Total throughput is always higher when multiple files are read in parallel.

If the process of loading model weights into memory is sequential, you can greatly speed it up by pre-reading all the files with code like this:

MODEL_DIR = "/data/models/deepseek-ai"
subprocess.check_call(
f"find '{MODEL_DIR}' -type f | "
"xargs -P 32 -I {} cat {} > /dev/null",
shell=True
)

Filesystem internals

Persistence

Each file is split into 4MB chunks (identified by their hash) which are saved into a global object store. A metadata layer stores the relation between file paths and chunks, ensuring that non-content operations (e.g. renames) are atomic and fast.

Caching

The /data volume features 2 caching layers:

  • Local cache on the node (RAID 5 on NVME drives). Typical speeds are 10-15 GB/s. A cache miss falls through to the distributed cache.
  • Distributed cache amongst all servers in the local datacenter, where chunks are evenly distributed. Access is typically very fast, using a 100 GBps network. Typical speeds are 6-8 GB/s. A cache miss falls through to the object store.

This is what happens during a file read:

  1. The metadata service is consulted to obtain the chunk IDs linked to the file path
  2. The file system tries to find the chunks in the local cache. Available chunks are directly read.
  3. On cache miss, the distributed cache is tried. Available chunks are streamed in parallel (from multiple nodes) and also saved into the local cache.
  4. On distributed cache miss, the missing chunks are downloaded from the backing object store by the individual nodes responsible for each chunk.
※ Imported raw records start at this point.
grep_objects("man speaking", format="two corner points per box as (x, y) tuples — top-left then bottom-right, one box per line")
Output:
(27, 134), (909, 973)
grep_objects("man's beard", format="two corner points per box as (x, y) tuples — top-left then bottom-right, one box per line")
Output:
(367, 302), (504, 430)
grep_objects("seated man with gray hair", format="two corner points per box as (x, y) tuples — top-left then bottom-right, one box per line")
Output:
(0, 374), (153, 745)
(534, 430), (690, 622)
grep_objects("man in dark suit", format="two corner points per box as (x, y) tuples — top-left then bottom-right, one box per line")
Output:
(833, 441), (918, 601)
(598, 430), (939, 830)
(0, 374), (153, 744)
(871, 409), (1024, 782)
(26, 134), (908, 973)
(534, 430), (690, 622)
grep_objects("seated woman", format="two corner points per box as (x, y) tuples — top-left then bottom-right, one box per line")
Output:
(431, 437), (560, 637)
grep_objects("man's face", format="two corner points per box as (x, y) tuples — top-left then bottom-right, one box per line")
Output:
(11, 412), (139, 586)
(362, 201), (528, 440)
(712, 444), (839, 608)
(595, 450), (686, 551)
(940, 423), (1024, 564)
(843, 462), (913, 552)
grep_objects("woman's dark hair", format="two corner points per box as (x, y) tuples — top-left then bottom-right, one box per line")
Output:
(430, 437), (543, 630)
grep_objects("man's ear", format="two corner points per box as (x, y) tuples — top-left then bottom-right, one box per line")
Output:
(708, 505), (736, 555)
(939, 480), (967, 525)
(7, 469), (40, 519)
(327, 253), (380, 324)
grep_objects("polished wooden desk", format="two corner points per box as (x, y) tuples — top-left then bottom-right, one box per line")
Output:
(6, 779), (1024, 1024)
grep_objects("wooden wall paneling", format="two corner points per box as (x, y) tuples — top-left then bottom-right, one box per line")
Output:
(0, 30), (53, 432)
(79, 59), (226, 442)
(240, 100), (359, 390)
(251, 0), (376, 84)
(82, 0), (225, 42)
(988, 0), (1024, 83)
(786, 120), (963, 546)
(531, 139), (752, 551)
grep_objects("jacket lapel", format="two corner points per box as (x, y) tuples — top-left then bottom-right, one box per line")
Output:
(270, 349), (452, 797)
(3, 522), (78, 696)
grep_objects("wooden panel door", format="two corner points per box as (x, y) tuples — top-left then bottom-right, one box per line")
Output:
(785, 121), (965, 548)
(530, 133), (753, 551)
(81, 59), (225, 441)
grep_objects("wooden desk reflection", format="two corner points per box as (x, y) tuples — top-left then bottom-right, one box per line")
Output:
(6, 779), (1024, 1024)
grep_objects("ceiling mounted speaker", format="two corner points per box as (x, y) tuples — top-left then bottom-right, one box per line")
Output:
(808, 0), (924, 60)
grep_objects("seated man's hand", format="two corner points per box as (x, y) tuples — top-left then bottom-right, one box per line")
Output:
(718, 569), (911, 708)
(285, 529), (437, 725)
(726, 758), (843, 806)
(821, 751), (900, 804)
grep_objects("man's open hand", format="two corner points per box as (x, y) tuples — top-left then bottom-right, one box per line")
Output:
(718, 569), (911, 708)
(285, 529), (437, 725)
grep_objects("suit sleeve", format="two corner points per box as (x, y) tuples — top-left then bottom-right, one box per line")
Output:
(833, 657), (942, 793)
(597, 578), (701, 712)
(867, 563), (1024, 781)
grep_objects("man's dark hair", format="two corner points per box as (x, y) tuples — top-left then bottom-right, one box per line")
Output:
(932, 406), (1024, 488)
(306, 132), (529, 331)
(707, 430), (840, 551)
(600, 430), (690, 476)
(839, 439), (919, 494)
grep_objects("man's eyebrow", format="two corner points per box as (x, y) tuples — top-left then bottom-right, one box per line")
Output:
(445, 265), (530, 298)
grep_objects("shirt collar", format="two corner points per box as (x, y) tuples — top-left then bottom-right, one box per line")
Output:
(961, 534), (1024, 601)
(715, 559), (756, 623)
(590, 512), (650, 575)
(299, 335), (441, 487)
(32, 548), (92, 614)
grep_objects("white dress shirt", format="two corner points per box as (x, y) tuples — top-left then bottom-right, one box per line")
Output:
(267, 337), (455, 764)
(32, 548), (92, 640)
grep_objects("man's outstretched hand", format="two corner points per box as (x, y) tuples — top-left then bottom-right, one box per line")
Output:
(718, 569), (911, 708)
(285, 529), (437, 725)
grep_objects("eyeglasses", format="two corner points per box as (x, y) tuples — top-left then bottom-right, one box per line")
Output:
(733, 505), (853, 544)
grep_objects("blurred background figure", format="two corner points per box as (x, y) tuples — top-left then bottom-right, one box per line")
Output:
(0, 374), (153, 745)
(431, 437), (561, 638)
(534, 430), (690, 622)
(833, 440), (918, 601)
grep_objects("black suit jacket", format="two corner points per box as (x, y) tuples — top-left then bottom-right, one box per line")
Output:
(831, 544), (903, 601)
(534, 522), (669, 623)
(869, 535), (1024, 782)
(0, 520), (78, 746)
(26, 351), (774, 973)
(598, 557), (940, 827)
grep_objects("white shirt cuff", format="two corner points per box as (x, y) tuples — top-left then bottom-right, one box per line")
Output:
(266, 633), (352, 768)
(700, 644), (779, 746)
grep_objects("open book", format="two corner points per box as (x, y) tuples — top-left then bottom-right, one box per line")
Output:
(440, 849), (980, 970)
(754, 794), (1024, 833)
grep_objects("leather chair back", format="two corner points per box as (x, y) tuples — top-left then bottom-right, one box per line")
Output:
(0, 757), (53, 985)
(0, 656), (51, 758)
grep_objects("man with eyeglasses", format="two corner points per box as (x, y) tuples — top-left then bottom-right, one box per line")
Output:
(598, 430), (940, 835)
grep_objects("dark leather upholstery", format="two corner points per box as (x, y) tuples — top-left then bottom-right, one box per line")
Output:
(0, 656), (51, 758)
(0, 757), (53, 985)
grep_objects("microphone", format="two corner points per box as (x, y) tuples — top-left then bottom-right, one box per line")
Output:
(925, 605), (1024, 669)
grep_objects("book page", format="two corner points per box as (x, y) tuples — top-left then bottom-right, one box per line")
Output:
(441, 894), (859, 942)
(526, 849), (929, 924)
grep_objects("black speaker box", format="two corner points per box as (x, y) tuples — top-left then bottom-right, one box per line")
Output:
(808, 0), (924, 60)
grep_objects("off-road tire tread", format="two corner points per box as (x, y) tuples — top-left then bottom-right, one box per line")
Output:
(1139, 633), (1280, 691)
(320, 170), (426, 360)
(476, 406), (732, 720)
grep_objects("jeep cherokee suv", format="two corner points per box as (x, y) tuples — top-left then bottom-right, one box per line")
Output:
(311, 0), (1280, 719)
Typical speeds are 1.5-8 GB/s depending on datacenter size and number of chunks. The target server synchronously streams the chunks to its local cache as they are fetched. If the chunks are not available in the object store, the read operation blocks until they appear. This likely means that the file was written recently and the source server is still uploading data (see below).

This is what happens during a file write:

  1. While a file is being written, it is buffered in memory/local disk (already in chunks).
  2. When the file is closed, the chunks are moved to the local cache and are written to the metadata layer. At this point, another process on the same server can access the file.
  3. The server starts sharing the chunks with the other members of the distributed cache. Once this is done, the file is available to other servers in the same datacenter.
  4. In parallel to the above, the server also starts uploading the chunks in the background to the object store. Speeds are typically 300-500 MB/s. Once the upload is done, the file is available to all data centers.